Baskın Oran

Kurun be! Köylere, mezralara, komlara da üniversite kurun !

12 Temmuz tarihli Cumhuriyet’in birinci sayfa altı sütuna manşet iki haberi alt altaydı: “Üniversite Pazarı” ile “Bilimde ‘yüksek’ hırsızlık”.

Birinci haber, mevcut “tabela üniversiteleri”ne 27 tane daha eklenmesiyle, ikincisi ise, Türkiye’nin en eski ve en büyük yükseköğretim kuruluşu İstanbul Üniversitesindeki master ve doktora tezi yolsuzluklarıyla ilgiliydi.

“Gelmiş geçmiş en kalitesiz Meclis” diye anılan parlamentoda üyeler neden durmadan üniversite açıyor? Yükseköğretime olan sevgilerinden mi?  Prof. Tahir Hatiboğlu, Milliyet’te Melih Aşık’ın köşesinde şöyle özetliyor:

Eşraf, devlete gayrımenkulünü kakalayacak. Satamayanların arazileri değerlenecek. Küçük esnafın alışverişi artacak. Politikacı, adamlarını işe sokacak. Öğretim kadroları da yirminci sınıf adamla dolacağından, bu yeni üniversiteler aracılığıyla gericilik yayılacak.

Bir de, o Allahın unuttuğu köylerdeki insanların : “Aman, oğlum kızım gözümün önünde okusun da…” tutkuları var.

İnsanların ekonomik yada psikolojik tutkularına diyeceğim hiç bişey yok. Benim derdim, başkalarıyla.

Okumuşluk ve kültür yönünden “pek şanslı” sayılamayacakları için, pek sayın milletvekillerinin ortaokul hocasıyla üniversite hocası arasında fark görmemelerini anlayışla karşılıyorum.

Fakat, açlara ekmek dağıtılır gibi üniversite dağıtılırken, “Bana da! Benim seçim çevreme de! Bana da!” diye haykırışmaları, çok merak ediyorum, hiç mi onurlarına dokunmuyor.

Ne mi dedim, “onurlarına” dedim; ne olmuş?

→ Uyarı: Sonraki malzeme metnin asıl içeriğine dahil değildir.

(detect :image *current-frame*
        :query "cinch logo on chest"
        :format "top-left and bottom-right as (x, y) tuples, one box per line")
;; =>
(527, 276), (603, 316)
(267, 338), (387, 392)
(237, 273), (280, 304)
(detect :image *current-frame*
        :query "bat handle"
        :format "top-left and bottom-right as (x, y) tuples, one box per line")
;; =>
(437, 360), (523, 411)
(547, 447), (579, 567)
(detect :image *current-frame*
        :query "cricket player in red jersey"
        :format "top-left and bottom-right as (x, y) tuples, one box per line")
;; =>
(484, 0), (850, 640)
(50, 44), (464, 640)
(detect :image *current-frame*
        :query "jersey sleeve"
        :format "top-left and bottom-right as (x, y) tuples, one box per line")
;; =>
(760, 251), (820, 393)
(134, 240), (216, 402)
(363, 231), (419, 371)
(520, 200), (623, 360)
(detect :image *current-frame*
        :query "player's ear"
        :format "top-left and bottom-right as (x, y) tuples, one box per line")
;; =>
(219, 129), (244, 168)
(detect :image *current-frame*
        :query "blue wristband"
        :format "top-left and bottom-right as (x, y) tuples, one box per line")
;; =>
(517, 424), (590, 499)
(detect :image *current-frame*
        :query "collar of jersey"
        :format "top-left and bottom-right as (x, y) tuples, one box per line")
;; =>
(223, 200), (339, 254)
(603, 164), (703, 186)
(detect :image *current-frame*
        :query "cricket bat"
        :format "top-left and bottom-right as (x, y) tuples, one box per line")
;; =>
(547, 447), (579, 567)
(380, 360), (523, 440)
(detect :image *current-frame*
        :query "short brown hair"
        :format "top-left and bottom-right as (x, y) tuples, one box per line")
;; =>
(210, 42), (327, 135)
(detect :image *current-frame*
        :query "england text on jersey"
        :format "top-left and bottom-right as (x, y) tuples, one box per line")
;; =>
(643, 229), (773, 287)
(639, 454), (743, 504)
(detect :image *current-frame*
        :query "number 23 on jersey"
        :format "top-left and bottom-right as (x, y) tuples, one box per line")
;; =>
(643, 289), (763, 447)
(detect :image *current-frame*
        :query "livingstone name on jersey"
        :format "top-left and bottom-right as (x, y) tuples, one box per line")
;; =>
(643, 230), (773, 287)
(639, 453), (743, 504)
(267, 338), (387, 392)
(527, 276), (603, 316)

Şu anda 56 üniversite var. Şimdi 28 tane daha kurulma kararı alındı, olacak 84. Geçen yıl gayrı safi milli hasıladan üniversitelere ayrılan pay yüzde 1,4 idi, bu yıl yüzde 1’e düştü. Konsolide bütçede bu pay geçen yıl yüzde 3,80 idi, bu yıl 3.40’a indi. Hem durmadan üniversite aç, hem üniversitelere düşen toplam payı azalt.

Bir de, bunları söyleyene değinmek istiyorum. Bu bilgileri veren, YÖK Başkanı Prof. Mehmet Sağlam.

Prof. Sağlam, üniversiteleri bu hale getirmede en büyük payı olan Prof. Doğramacı’nın mutemet sağ kolu. Doğramacı, nasıl Bilkent’in başına oğlu Ali Doğramacı’yı getirerek veliaht sistemi kurduysa, çekilirken YÖK’ün başına da Prof. Sağlam’ı bıraktı.

Prof. Sağlam, 1981’de sayıları 19 olan üniversiteler YÖK döneminde birdenbire 29’a çıkarılırken, üniversitede bir gece içinde 2500 kişi kararnameyle profesör yapılıverirken, üniversiteyle hiç ilgisi olmayan insanlara, bestekârlara, sanatçılara bol keseden “Prof.” ve “Doç.” payeleri dağıtılırken neredeydi? YÖK’ün yönetim kurulundaydı. Bu, her köye üniversite kurma işini başlatan YÖK’ün en önemli adamlarındandı.

Prof. Sağlam “Yeni üniversite açmak cinayet” diyor. Prof. Sağlam Meclis’i bu nedenle “azarlamış”; milletvekilleri şikayet ediyor. Acaba aynı kişiden mi söz ediyoruz diye kuşkuya düşüyor insan.

Deveye boynun eğri demişler, nerem doğru demiş. Türkiye’nin nesi doğru ki, üniversiteleri doğru olsun. Onun için, siz boşverin benim yakınmalarıma. İyidir, kursunlar. Seçmene selam göndersinler. Oyları ceplere indirmek için herşeyi yapsınlar. Meheldir bu memlekete.

Kurun be, kurun! Her tezekli köye, mezraya, kom’a üniversite kurun. Türkiye’nin zaten kandili bitmiş, bir de bu bakımdan rezil edin.

Ama, değerli veletlerinizi de o tezekli köy, mezra ve komlardaki “üniversite”lere yollayın, orda “okusunlar”. Sayıları 10’u kesinlikle bulmayan “üniversite benzerleri”ne gönderip, biz üniversiteye baş koymuşların kafasını daha fazla kalabalıklaştırmayın!